Fair Tyche, provider of all good things: for luck so kindly given, we thank you. One voice among many, I honor you.

Nike, patron of athlete and soldier: for all our victories, we thank you. One voice among many, I honor you.
Gaia, ancient one on whose flesh we tread: for our lives, for existence, we thank you. One voice among many, I honor you.

(Offering to the gods)

Gods and Goddesses, accept our offering!


We have honored the gods and goddesses, the spirits of nature, the ancestors and the agathos daimon. Now it is time to ask them for their guidance and blessing.


We thank you for your blessings. Now I charge the waters of life to bear these blessings, that we may drink deeply.


Hail to the Gods and Goddesses! Hail to the Nature Spirits! Hail to the Ancestors! Hail to the Agathos Daimon! Hail to the Earth Mother! Thank you being at this rite! We honor you always as we walk the Elder Ways.

This rite is ended.


I gave the ritual a trial run today. I performed it as written above, but with special sections added for Hermes and Hera (whom Lynda and I feel most close to), and Hestia (the patroness of every home.)

I showered for purification, and gathered up offerings. For Hestia, incense; for the ancestors, black coffee (my dad and grandmother were both aficianados); the Earth Mother and the nature spirits, grain; the gods and goddesses in general, frankincense recels; the Greek gods specifically, watered wine; Hera, incense; Hermes incense.

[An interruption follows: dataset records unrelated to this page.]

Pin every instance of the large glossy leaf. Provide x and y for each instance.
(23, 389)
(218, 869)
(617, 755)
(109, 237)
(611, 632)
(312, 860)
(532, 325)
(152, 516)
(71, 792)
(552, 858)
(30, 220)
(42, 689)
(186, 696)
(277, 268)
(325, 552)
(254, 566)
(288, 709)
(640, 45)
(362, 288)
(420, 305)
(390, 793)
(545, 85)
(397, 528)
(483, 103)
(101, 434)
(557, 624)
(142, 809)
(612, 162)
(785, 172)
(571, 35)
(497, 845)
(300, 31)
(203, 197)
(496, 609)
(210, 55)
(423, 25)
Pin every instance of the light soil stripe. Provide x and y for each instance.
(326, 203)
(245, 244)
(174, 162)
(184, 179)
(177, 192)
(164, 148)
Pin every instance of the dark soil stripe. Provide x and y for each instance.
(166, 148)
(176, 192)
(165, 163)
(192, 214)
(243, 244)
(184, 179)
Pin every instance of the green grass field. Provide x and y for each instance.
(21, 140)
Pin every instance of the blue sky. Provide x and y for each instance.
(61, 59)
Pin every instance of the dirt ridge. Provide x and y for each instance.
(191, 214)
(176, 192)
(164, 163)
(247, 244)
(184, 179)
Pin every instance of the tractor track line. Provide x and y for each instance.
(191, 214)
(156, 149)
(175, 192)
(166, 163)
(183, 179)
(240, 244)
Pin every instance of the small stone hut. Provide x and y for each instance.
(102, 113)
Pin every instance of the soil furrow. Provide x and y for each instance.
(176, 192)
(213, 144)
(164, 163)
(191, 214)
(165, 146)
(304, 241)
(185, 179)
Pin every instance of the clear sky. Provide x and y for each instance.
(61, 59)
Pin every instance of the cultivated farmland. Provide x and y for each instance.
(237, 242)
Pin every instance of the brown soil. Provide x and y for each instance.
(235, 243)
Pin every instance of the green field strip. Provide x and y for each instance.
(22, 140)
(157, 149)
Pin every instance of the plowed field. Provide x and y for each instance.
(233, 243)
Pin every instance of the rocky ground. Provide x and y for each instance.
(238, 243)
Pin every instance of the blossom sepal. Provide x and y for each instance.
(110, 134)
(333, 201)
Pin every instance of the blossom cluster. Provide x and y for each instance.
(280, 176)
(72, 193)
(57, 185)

I used the Lycian Oracle for an omen, and I believe the upshot was: The kindred like this ritual, but caution me not to undertake it without commitment to carry it out regularly, even when I might not feel like it (zeta clarified by eta); they offer me patience, probably meaning the patience I’ll need for long term regular practice (rho), and ask of me perseverance (omicron).

I think it went well, and smoothly. I am sure I will refine it further with experience.